Reginald Dyer - Reaction in India and Britain

Reaction in India and Britain

Reaction to the massacre varied. A large section of the British population in India condoned it while many Indians were outraged. A Committee of Inquiry, chaired by Lord Hunter, was established to investigate the massacre. The committee's report condemned Dyer, arguing that in "continuing firing as long as he did, it appears to us that General Dyer committed a grave error." Dissenting members argued that the martial law regime's use of force was wholly unjustified. "General Dyer thought he had crushed the rebellion and Sir Michael O'Dwyer was of the same view," they wrote, "(but) there was no rebellion which required to be crushed." The committee reported

  • lack of notice to disperse from the Bagh in the beginning was an error
  • length of firing showed a grave error
  • Dyer's motive of producing a sufficient moral effect was to be condemned
  • lack of attention to the wounded was not acceptable

He was met by Lieutenant-General Sir Havelock Hudson, who told him that he was relieved of his command. He was told later by the Commander-in-Chief in India, General Sir Charles Monro, to resign his post and that he would not be reemployed.
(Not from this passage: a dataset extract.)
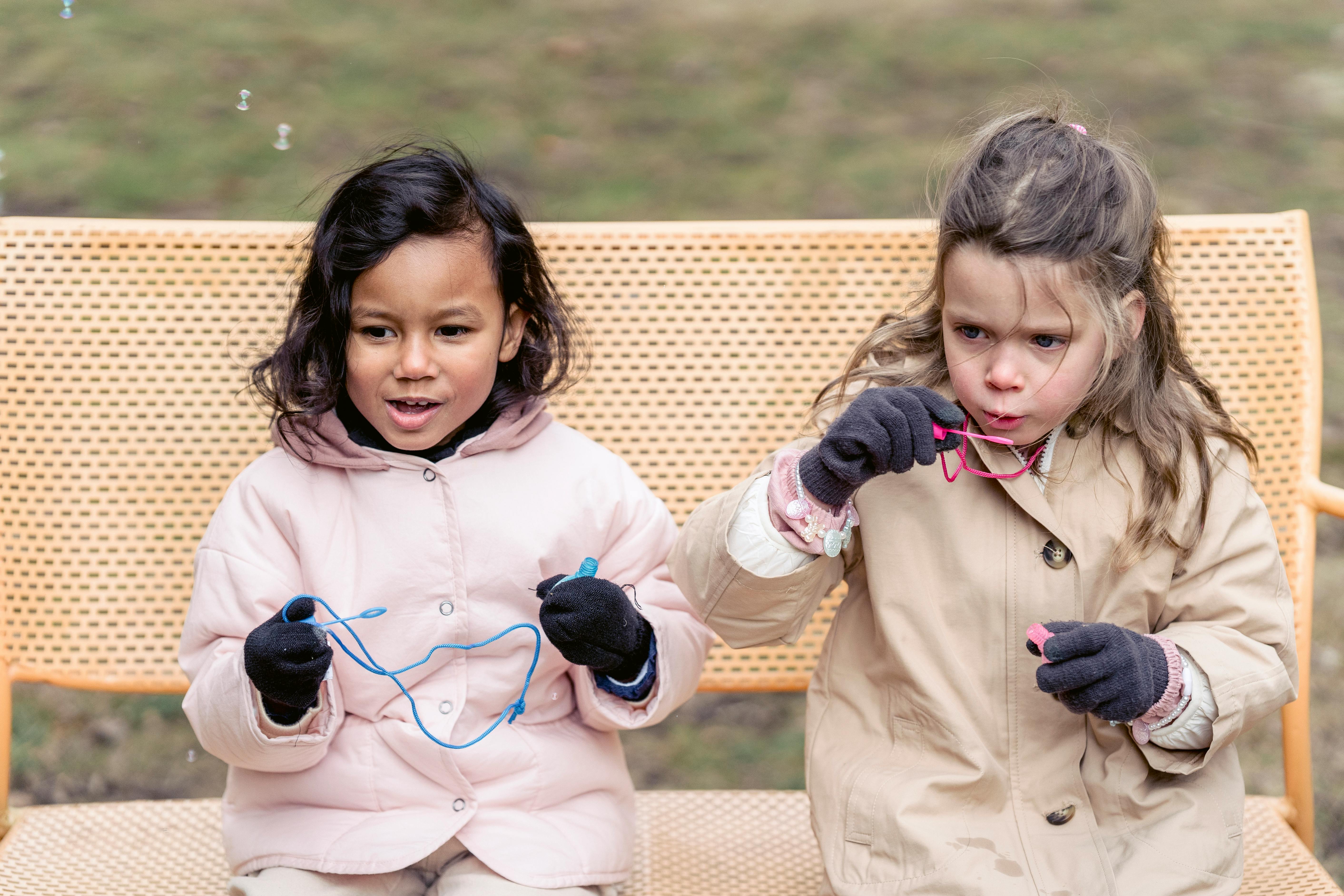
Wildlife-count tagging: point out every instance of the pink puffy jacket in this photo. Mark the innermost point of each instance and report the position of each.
(453, 550)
Many in Britain supported General Dyer. Rudyard Kipling, who claimed Dyer was "the man who saved India", started a benefit fund which raised over 26,000 pounds sterling, including 50 pounds contributed by Kipling himself. The money was presented to Dyer when he settled in England on his retirement. Dyer was also heavily criticised:

  • Pandit Motilal Nehru, father of Jawahar Lal Nehru, the first Prime Minister of India, called the massacre the "saddest and most revealing of all."
  • Sir Rabindranath Tagore, the first Asian Nobel Laureate and distinguished Indian educator, renounced his knighthood in protest against the massacre and said, "a great crime has been done in the name of law in the Punjab."
  • Sir Shankaran Nair resigned his membership of the Viceroy's Executive Council in the Legislative Council of Punjab. Nawab Din Murad and Kartar Singh called it "neither just nor humane."
  • The era of Michael O’Dwyer and Dyer has been deemed "an era of misdeeds of British administration in India."
  • During the Dyer debates in the Parliament of the United Kingdom, there was both praise and condemnation of Dyer.
  • British Labour Party Conference at Scarborough unanimously passed a resolution on 24 June 1920 denouncing the Amritsar massacre as "cruel and barbarous action" of British officers in Punjab and called for their trial, recall of Michael O’Dwyer and Lord Chelmsford, the Viceroy, and repeal repressive legislation.
  • Rev. Charles Freer Andrews, an Anglican priest and friend of Gandhi, termed the Jallianwala Bagh massacre as "cold-blooded massacre and inhumane."
  • Brigadier General Surtees said in the Dyer debate that "we hold India by force — undoubtedly by force."
  • Edwin Samuel Montagu, the Secretary of State in India, called it "a grave error in judgement."
  • Winston Churchill, Secretary of State for War at the time of the debate in the House of Commons, called it "an episode without precedent or parallel in the modern history of the British Empire... an extraordinary event, a monstrous event, an event which stands in singular and sinister isolation... the crowd was neither armed nor attacking."
  • Herbert Asquith observed: "There has never been such an incident in the whole annals of Anglo-Indian history nor I believe in the history of our empire since its very inception down to present day. It is one of the worst outrages in the whole of our history."
  • B. G. Horniman observed: "No event within living memory, probably, has made so deep and painful impression on the mind of the public in this country (England) as what came to be known as the Amritsar massacre."